Garrioch v Sonex Construction Ltd., 2017 ABCA 105
In this case, the Defendant employer gave its employee, Garrioch, a company truck and its keys. Garrioch did not have a licence, so Garrioch gave the truck to Tessman to drive. At the material time, Tessman’s relationship with the Defendant company was not clear. His contract was finished, but he was expected to return after break-up. Ultimately, his relationship with the Defendant company was not relevant to the ultimate decision. The court confirmed the principle either there is consent to drive or there is not – there is no ‘conditional consent’ to be given to a person who has consent of the owner to drive the vehicle. The question the Court was asked to determine is whether the consent can be transferred to another.
In respect of consent generally, the Court stated:
 It is now established that conditional consent is impermissible. Consent is an “on or off” switch: either it exists or it does not. If an owner gives consent to a driver, the owner is deemed to accept the risk that the driver might in some particular respect, on some particular occasion, be negligent, or use the vehicle in an unauthorized or unanticipated way: see the Mugford case, discussed infra, paras. 30-1.
 It follows that the owner’s personal or internal policies about use of the vehicle, even if expressly made a condition of the transfer of possession of the vehicle, are ineffective in law against third parties. The failure to comply with a policy or condition cannot terminate the “possession with consent”. For example, the following conditions are essentially red herrings in this appeal:
- any provisos about the safe or lawful use of the vehicle by the employees of Sonex, including driving after drinking;
- the existence or content of any “personal use” policy by Sonex’s employees, or other limitations on use;
- any “fatigue” or duration of operation restrictions;
- whether the employee knew or ought to have known of these policies;
- whether the policies are strictly enforced, or just “paper policies”.
If these internal policies are breached, the employer can caution, discipline or terminate the employee, but the breaches cannot be put up against a third party who has been injured in a motor vehicle accident.
However, an owner of a vehicle is entitled to place a condition on whom has its consent to drive which creates an exception to the 2004 decision of the Alberta Court of Appeal in Mugford v Weber, 2004 ABCA 145. The Court stated:
 The answer to the question is simple: the third party driver exception recognized in Marcoux is permitted because the statute says it should be permitted. The one condition that the statute specifically allows the owner to place on his vicarious liability is “consent”. The owner is allowed to consent to the second party having possession of the vehicle, and limit that consent to the second party. If the third party wants consent to possess the vehicle, he has to get it from the owner. Just because the owner consents to one driver having possession of his vehicle does not mean that the owner consents to the whole world having possession.

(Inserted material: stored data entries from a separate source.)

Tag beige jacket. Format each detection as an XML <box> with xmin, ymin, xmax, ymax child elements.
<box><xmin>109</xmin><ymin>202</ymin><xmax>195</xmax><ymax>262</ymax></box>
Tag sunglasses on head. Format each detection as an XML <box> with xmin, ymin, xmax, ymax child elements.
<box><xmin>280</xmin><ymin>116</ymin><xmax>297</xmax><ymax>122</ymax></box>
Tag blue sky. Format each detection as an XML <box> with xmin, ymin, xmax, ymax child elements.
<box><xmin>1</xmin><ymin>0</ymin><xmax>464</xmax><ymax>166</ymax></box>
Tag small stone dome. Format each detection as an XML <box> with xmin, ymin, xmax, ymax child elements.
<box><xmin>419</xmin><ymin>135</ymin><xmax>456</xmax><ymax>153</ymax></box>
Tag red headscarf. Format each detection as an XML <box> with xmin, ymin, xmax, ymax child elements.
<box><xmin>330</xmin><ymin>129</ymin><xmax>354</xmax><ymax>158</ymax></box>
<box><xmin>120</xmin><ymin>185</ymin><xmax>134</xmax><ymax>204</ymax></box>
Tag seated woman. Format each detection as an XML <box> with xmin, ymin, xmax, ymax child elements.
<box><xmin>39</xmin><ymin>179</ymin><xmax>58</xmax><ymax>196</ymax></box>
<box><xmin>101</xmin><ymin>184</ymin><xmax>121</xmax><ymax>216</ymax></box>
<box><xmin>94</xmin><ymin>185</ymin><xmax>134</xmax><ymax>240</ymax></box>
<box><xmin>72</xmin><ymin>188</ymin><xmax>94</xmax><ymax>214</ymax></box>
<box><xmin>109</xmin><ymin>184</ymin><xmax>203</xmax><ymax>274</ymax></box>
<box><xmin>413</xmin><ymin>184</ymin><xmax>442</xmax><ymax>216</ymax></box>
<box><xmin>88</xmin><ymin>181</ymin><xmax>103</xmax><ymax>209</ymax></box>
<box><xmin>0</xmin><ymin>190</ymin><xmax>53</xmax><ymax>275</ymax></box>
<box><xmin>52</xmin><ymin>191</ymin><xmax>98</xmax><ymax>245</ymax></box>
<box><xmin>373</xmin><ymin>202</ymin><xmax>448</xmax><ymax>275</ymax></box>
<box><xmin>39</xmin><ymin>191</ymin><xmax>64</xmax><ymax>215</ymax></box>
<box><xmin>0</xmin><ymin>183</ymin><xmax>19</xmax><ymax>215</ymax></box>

In this case the owner of the vehicle did not give consent to Tessman to drive: In all of the circumstances, the only reasonable inference from the facts is that Sonex did not give Garrioch permission onto pass on possession to other persons, at least those who were not employees. It follows that the conclusion at trial that Tessman was operating the vehicle with the implied consent of Sonex reflects reviewable error, and must be overturned.
The Court also commended on ‘negligent entrustment’ stating:
 If the driver has the consent of the owner, then the Traffic Safety Act imposes vicarious liability. The statute sends a strong signal as to when the owner should be liable for the negligence of other drivers: when the owner gives “consent”, then vicarious liability follows. When the statute does not impose vicarious liability (because there is no consent for the possession by the driver) care should be taken in imposing liability through an alternative theory of “negligent entrustment”. While conceptually sound, this theory has the potential of finessing the public policy that liability only arises (and the owner’s insurance coverage is only engaged) if the third party driver has consent to operate the vehicle. If Tessman did not have express or implied consent, Sonex is not vicariously liable. Instead, it is argued that Sonex could also be liable if it allowed Garrioch to have the vehicle, knowing that Garrioch might negligently select someone to drive the vehicle (without consent of the owner), and that turning over the truck to Tessman was such a negligent act. If the Legislature had intended to make the owner liable in such circumstances, the statute would not be predicated solely on “consent”. While the “negligent entrustment” argument might be available on truly unusual facts, there is no basis to engage it on this record.
This case opens the door to argue against the idea of “all or nothing” consent when an owner has given up possession of a vehicle to someone else. In effect, an owner is entitled to place a condition on the authorized driver preventing him from passing on possession of the vehicle to another person thereby limiting their exposure to vicarious liability. Those who will see the most direct benefit of this exception will be rental car and leasing companies whose contracts seek to restrict drivers to the individuals named in the contract.